Autore: Andrea Riscassi

Sono nato nel 1967 e sono giornalista Rai. Dopo gli esordi a Società Civile e al Corriere della Sera, sono approdato in televisione nel 1991, prima a Lombardia 7 e poi in Rai. Alla Tgr Lombardia sono stato inviato e caposervizio. Dal 2013 lavoro a RaiSport, dove seguo l'Atalanta e la Nazionale italiana di calcio. Ho pubblicato diversi libri, tra cui Anna è viva, Anticorpi alla videocrazia, Favola Atalanta, Vivi ogni giorno come fosse il primo e Solo Atalanta. Ho svolto attività di docenza e formazione alla Scuola di giornalismo Walter Tobagi dell'Università degli Studi di Milano, all'Università degli Studi di Milano e al Master in Comunicazione e Marketing dell'Università di Bologna.
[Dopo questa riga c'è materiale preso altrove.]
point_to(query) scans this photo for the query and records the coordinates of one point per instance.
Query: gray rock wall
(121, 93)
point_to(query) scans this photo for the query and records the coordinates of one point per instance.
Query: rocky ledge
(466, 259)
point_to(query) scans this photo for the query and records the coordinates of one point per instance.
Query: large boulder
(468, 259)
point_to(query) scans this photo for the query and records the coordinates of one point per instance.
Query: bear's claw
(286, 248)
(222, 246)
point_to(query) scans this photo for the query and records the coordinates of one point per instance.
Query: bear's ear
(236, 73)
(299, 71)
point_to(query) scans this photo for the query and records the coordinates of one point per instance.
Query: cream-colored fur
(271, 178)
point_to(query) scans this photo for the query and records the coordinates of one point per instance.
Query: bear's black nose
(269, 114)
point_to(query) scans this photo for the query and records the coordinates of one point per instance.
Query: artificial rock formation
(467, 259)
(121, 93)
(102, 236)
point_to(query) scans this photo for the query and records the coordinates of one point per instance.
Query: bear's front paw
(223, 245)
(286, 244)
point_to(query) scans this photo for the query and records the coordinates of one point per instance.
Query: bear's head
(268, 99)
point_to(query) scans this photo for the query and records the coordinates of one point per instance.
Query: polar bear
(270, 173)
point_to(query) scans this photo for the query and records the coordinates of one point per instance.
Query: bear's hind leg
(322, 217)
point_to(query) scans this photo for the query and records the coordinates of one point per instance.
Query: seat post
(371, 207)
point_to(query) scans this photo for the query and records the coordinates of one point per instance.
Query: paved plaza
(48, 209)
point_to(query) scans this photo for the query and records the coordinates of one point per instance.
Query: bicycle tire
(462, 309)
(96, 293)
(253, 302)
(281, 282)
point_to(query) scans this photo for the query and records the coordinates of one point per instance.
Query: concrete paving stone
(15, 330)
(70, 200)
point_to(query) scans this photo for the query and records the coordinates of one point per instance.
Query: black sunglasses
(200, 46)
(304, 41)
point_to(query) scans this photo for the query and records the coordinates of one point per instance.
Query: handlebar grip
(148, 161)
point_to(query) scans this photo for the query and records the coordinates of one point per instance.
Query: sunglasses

Rimonta Atalanta: l’Arezzo va sul 2-0, poi decidono Sulemana, Éderson e Krstovic

L’Atalanta chiude il ritiro estivo di Zingonia con una vittoria in rimonta. Nell’amichevole a porte chiuse contro l’Arezzo, la squadra di Maurizio Sarri si impone per 3-2 al termine di una gara divisa in due: avvio difficile, poi una ripresa di carattere e qualità.

I toscani sorprendono subito i nerazzurri portandosi sul doppio vantaggio con le reti di Arena al 2’ e Illanes al 7’. Dopo l’intervallo, però, la musica cambia. Sulemana riapre l’incontro al 49’, quindi sale in cattedra Daniel Maldini, autore degli assist per il pareggio di Ederson al 64’ e per il colpo di testa vincente di Krstovic al 71’, che completa la rimonta.

Al di là del risultato, Sarri carico a pallettoni nella foto diffida dal club ottiene indicazioni positive soprattutto dalla reazione della squadra e dall’impatto dei cambi, con Maldini protagonista e una rosa che continua ad assimilare i principi del nuovo tecnico.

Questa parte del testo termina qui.